La exhumación y la Covid vacían el Valle de los Caídos

Desplome de ingresos: La afluencia a la basílica se desploma tras el traslado de los restos de Francisco Franco. Recibe un 81,7% menos de visitantes que en 2019

VALLE DE LOS CAIDOS
VALLE DE LOS CAIDOS@ C.PASTRANOLa Razón

Las visitas turísticas al Valle de los Caídos se redujeron un 81,4% en los siete primeros meses del año en relación con el mismo periodo del año pasado, cuando el Gobierno de Pedro Sánchez ultimaba el traslado de los restos de Franco hasta el madrileño cementerio de Mingorrubio.

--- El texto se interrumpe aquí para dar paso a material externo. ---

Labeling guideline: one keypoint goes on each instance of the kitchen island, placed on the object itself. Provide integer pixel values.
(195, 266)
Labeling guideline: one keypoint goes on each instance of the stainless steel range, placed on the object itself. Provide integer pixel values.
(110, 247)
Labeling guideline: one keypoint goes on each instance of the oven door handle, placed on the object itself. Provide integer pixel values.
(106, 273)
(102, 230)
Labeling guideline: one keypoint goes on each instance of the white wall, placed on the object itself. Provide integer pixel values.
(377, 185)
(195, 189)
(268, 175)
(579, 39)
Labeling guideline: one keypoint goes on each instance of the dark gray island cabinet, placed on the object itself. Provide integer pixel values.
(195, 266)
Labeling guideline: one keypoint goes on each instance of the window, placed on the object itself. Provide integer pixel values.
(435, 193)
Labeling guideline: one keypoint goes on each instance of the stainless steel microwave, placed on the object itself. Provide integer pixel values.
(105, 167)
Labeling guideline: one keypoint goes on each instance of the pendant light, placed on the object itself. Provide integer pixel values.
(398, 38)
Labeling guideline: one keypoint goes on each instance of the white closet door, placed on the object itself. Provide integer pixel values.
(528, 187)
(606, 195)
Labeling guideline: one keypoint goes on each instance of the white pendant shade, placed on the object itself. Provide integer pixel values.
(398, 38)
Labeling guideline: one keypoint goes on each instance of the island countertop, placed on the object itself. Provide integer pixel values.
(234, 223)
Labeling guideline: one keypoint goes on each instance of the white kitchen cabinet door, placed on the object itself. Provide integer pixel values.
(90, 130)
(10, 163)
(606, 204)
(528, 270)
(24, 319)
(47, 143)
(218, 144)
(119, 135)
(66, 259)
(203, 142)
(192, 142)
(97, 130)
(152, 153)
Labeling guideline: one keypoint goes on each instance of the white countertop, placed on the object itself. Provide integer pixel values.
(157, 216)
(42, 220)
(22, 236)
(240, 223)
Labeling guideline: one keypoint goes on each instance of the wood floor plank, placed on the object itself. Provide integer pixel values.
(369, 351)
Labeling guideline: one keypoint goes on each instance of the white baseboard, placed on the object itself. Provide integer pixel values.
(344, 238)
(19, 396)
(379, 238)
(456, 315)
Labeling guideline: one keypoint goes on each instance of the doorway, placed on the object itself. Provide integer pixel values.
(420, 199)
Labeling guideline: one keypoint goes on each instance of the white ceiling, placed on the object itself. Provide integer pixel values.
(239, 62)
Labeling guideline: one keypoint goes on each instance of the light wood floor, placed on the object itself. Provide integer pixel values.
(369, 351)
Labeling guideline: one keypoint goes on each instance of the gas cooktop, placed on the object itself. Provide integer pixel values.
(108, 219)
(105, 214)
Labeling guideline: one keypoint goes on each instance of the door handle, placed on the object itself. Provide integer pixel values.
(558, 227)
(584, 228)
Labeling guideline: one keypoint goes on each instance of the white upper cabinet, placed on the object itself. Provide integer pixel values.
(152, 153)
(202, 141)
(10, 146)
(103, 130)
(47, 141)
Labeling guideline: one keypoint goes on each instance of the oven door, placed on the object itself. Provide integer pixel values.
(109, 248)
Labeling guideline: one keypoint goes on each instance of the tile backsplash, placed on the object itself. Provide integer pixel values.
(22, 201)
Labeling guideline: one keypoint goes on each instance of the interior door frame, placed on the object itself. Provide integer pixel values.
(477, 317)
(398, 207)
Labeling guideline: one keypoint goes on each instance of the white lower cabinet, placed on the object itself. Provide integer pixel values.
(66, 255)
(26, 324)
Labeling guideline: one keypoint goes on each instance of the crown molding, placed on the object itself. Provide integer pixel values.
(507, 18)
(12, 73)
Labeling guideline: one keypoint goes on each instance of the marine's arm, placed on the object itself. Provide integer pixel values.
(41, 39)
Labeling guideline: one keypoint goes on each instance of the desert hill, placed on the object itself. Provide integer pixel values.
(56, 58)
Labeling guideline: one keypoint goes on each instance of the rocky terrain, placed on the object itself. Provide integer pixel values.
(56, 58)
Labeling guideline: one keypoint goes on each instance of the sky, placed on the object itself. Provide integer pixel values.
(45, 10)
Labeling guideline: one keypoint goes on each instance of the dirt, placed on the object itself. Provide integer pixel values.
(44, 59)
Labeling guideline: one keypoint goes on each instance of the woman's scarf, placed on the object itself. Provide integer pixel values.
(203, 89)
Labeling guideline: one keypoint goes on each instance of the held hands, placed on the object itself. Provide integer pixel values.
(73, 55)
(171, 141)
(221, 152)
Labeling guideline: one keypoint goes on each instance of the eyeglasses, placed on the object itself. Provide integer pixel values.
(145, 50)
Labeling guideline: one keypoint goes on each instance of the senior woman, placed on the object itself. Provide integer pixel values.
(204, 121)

Según los datos facilitados por Patrimonio Nacional a LA RAZÓN un total de 32.702 personas visitaron la abadía entre los meses de enero y julio de este año frente a las 203.439 que lo hicieron en 2019, lo que supone un drástico descenso.

Dos motivos explican este importante descenso de visitantes. Por un lado, sin los restos de Francisco Franco en su interior, el Valle de los Caídos ya no es lo mismo porque no atrae a las decenas de miles de nostálgicos ni curiosos que sí lo hacía antes de la exhumación. Por otro lado, la incidencia de la pandemia del coronavirus en todo el planeta ha modificado los hábitos de millones de personas a lo largo de todo el planta. En este sentido, la visita a lugares históricos y museos se está desplomando en toda España, y el Valle de los Caídos no es ajeno a esta circunstancia.

A falta de finalizar el año, las visitas al Valle van camino de marcar mínimos históricos por debajo, incluso, de las registradas antes de que Pedro Sánchez llegara a La Moncloa y anunciara a bombo y platillo su intención de exhumar los restos de Franco en virtud de la proposición no de ley aprobada en el Congreso de los diputados en mayo de 2017 con 198 votos a favor, 140 abstenciones y 1 voto en contra.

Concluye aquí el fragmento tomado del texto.